Year 13 Colfox student Thaisen Chant has won a prestigious place presenting to the Royal Society in London.
Thaisen completed his Nuffield Research Placement ‘How does the composition of a star change throughout its lifetime?’ under the mentorship of Brian Sheen at Roseland Observatory in Cornwall.
Thaisen, currently studying Physics, Maths, Further Maths and Chemistry in the Beaminster Colfox Joint Sixth Form, applied to complete the project whilst in Year 12. The project was commended by the Nuffield Foundation for the quality of research and his written report, which showed Thaisen’s ‘flair for science and scientific communication’.
Using astro-spectroscopy to develop a greater understanding of how the composition of stars change throughout their lifetime, Thaisen used cutting-edge equipment to capture a range of light from distant stars. The resulting images were studied, enabling the identification of the stars; their chemical composition and temperature. This information was then used to work out the age of the stars.
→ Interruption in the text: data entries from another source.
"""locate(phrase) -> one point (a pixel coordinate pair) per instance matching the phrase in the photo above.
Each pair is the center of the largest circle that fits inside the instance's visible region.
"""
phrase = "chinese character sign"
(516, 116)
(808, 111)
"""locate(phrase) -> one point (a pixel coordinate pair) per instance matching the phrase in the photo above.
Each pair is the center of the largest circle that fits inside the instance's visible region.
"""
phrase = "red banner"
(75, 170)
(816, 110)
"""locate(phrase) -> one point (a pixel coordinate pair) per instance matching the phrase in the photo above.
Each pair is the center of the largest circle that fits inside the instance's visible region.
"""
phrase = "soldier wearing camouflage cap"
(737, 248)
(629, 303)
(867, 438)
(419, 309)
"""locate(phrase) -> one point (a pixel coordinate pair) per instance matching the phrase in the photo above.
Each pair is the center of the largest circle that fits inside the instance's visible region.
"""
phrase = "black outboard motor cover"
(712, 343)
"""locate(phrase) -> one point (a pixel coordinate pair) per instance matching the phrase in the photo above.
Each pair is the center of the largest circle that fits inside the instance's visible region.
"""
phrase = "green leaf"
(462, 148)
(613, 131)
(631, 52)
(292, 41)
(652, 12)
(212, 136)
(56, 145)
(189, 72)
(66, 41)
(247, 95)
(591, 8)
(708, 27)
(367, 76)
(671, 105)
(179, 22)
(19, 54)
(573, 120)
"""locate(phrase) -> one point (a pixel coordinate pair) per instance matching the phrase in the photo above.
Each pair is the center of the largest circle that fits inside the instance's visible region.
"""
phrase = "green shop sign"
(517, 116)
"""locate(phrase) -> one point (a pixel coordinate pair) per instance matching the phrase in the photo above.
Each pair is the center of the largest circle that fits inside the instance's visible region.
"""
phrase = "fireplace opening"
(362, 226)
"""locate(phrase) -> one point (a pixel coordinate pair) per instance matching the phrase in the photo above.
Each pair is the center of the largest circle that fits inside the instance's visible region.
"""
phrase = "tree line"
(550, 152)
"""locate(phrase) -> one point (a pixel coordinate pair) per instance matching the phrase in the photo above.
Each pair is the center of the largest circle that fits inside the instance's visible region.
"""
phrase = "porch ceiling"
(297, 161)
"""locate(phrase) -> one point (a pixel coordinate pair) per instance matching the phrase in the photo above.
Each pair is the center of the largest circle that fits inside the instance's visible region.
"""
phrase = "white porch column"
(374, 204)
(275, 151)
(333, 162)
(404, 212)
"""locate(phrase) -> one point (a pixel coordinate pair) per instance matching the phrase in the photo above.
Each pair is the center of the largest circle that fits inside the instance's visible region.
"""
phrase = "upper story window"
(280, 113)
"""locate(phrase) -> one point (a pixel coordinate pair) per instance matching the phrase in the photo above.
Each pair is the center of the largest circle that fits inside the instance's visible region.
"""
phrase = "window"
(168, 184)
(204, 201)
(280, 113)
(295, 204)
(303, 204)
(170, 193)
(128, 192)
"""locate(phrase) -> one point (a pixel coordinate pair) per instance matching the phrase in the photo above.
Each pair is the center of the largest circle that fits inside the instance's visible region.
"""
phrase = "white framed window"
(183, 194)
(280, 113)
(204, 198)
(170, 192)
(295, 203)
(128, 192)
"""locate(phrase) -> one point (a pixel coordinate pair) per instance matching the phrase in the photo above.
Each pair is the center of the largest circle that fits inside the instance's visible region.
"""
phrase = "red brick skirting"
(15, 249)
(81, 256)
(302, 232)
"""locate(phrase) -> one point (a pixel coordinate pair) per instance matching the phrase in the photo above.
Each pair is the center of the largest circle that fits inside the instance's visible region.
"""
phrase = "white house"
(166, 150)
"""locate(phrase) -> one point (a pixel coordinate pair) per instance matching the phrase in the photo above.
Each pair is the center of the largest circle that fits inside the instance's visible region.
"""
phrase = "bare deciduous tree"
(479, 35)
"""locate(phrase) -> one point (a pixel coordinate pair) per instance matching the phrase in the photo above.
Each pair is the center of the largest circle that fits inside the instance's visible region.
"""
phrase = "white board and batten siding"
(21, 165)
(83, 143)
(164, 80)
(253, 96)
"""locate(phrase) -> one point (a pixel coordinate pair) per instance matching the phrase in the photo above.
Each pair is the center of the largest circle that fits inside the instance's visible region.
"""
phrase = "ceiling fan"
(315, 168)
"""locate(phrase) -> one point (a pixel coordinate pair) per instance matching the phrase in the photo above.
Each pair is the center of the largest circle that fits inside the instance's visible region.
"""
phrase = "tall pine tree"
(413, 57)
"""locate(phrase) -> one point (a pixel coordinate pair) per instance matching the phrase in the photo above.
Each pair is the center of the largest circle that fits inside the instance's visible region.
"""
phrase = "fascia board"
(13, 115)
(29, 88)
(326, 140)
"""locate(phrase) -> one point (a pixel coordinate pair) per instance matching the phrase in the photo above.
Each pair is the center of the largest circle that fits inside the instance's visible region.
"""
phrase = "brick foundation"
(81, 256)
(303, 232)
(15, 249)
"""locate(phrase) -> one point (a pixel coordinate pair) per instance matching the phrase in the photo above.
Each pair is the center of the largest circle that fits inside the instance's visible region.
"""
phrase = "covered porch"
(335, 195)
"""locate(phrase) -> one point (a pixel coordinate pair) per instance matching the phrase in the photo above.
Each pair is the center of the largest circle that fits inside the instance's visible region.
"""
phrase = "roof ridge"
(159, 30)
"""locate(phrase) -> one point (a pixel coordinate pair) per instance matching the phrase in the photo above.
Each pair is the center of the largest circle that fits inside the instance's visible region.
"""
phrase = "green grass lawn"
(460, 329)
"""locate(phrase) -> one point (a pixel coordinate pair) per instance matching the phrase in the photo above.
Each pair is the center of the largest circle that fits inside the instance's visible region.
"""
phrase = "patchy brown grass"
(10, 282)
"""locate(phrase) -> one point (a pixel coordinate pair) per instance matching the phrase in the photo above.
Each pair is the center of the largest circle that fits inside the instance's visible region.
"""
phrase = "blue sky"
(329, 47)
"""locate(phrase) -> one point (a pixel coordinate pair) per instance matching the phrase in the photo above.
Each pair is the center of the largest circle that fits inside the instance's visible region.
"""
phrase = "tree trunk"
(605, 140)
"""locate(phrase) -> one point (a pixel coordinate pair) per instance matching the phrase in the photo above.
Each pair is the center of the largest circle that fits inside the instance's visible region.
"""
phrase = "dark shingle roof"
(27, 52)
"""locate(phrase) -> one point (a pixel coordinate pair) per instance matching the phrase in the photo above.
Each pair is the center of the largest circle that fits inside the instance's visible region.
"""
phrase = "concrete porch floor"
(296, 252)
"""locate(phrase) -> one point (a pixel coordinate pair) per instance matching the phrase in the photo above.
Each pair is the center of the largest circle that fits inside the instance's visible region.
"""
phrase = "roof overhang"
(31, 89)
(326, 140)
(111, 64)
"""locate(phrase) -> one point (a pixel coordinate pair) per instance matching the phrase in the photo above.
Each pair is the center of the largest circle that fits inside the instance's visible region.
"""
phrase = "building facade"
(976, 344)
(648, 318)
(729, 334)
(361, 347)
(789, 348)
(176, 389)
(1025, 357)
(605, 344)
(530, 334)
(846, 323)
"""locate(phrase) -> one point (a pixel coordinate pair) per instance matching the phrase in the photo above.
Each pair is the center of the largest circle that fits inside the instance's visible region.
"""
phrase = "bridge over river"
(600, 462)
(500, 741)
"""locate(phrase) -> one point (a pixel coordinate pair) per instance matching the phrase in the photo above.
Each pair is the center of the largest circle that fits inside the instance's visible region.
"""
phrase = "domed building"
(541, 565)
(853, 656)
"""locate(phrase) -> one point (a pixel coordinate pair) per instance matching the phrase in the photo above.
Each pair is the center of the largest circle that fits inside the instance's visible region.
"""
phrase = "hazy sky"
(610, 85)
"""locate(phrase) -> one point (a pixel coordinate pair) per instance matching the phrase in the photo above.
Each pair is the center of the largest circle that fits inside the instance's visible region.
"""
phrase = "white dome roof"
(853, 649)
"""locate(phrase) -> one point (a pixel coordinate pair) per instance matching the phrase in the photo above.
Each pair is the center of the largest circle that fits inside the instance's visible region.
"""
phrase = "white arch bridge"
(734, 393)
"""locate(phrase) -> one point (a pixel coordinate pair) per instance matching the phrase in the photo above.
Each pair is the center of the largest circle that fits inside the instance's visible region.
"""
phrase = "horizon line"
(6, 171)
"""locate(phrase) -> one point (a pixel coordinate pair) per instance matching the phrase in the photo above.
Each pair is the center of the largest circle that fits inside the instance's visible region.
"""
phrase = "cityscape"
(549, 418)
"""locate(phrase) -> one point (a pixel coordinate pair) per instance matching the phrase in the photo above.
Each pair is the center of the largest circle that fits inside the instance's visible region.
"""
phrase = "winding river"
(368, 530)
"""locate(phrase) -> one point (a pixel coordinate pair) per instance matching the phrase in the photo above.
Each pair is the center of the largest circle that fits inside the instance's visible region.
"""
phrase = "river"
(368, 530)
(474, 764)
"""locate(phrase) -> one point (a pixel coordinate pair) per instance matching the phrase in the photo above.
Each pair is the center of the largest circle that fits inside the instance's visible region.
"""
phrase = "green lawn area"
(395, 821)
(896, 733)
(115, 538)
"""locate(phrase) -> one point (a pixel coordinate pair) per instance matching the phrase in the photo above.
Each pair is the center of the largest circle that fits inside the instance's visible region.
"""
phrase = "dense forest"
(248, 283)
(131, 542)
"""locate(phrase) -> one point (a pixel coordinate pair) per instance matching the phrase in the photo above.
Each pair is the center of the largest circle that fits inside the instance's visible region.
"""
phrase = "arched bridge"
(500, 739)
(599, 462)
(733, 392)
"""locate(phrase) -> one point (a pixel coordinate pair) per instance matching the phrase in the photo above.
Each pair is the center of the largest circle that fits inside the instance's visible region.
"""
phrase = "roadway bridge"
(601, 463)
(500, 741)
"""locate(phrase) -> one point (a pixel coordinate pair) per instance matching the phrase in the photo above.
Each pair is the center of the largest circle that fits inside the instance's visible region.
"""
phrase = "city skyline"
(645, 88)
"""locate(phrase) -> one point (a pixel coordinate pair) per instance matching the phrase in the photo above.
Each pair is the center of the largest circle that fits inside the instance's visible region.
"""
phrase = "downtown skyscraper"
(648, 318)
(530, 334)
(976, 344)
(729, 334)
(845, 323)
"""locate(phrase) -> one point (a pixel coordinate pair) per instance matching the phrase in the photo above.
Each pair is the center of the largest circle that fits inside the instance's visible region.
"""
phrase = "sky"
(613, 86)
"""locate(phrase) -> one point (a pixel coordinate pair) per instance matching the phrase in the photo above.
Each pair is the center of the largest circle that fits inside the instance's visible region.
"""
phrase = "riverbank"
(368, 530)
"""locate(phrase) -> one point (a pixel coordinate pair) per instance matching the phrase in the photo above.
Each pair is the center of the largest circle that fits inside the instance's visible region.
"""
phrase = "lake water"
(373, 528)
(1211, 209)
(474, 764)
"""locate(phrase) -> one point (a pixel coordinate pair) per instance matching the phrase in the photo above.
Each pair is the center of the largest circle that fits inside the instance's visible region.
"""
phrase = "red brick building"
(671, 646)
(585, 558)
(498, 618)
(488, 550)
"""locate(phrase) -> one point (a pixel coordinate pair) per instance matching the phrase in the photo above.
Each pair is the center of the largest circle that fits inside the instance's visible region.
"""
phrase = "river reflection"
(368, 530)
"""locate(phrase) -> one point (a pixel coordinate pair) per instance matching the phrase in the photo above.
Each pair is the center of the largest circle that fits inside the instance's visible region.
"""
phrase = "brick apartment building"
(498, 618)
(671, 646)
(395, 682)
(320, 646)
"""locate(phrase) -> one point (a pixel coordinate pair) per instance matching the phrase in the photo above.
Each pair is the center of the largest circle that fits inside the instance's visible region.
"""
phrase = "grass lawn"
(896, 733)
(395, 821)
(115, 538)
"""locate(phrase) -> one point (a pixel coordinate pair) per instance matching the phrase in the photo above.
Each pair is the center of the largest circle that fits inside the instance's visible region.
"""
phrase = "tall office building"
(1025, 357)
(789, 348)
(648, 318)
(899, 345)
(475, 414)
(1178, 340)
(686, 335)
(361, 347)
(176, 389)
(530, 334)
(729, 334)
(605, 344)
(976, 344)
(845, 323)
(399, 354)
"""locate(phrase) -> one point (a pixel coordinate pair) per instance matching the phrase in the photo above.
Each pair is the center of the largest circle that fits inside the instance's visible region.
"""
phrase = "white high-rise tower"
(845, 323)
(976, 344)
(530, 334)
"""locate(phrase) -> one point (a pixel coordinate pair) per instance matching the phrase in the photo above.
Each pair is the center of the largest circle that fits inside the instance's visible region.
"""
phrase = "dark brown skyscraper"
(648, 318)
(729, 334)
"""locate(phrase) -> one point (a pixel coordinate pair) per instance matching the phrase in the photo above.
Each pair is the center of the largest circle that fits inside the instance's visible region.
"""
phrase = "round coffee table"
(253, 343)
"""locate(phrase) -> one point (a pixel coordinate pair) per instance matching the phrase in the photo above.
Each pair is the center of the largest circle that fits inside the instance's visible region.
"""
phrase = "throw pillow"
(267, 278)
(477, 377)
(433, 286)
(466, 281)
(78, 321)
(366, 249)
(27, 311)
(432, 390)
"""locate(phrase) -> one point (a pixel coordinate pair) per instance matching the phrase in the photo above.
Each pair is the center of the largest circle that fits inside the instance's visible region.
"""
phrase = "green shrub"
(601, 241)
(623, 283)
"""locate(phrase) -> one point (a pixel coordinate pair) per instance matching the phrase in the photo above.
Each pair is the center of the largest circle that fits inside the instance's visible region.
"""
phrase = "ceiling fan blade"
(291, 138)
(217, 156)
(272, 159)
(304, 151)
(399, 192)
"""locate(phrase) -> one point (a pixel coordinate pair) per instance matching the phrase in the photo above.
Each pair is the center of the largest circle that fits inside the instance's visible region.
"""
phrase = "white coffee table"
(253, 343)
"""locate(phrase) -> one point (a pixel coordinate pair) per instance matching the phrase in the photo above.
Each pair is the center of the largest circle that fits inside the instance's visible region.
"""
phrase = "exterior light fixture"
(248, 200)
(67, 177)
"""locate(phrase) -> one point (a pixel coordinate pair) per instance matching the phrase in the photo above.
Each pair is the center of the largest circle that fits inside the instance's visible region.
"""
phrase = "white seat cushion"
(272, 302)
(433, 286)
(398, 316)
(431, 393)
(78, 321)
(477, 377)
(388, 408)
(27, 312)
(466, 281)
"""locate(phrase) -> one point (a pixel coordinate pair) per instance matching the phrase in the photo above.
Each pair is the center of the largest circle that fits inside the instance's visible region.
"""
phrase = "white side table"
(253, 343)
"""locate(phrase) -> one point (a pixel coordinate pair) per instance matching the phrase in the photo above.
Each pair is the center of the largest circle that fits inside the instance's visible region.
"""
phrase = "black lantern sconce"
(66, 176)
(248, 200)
Thaisen has been selected to present his stellar research at the Royal Society Student Conference, London, in December. This event is highly competitive and only five students from over 1,000 applicants were selected. The conference will celebrate student research projects from across the UK, putting young researchers centre stage and supporting investigative science in schools and colleges.
Rachel Delourme, Nuffield co-ordinator, said ‘Thaisen was dedicated, creative, hard-working and resilient. His research is outstanding and a credit to him and his mentor. I am very proud that Thaisen has been selected to present his work at the Royal Society Conference.’ Adam Teasdale, Head of Sixth Form at Colfox Academy, said: ‘Thaisen dedicates himself completely to everything he does, whether in his studies or as part of the many extra-curricular activities he is involved in. He is truly exceptional, having passed GCSE Astronomy aged 13, volunteering at the Norman Lockyer Observatory in Devon and working in the Cavendish Laboratory in Cambridge. I am not surprised Thaisen has been selected to present at the Royal Society. He is a very talented student indeed and we are all very proud of him.’
In characteristically humble fashion, Thaisen added: ‘I’m really chuffed! This was a great opportunity to work with leading professionals. The project allowed me to use equipment that I would never have had a chance to use. It was a privilege. I would like to thank Colfox, Brian and Rachel for this incredible opportunity.’
The Royal Society Conference gives students the opportunity to contribute and share their findings. Students build resilience by learning how to talk about their data and by taking part in academic peer review processes. The conference also allows students to network with others interested in their field of study.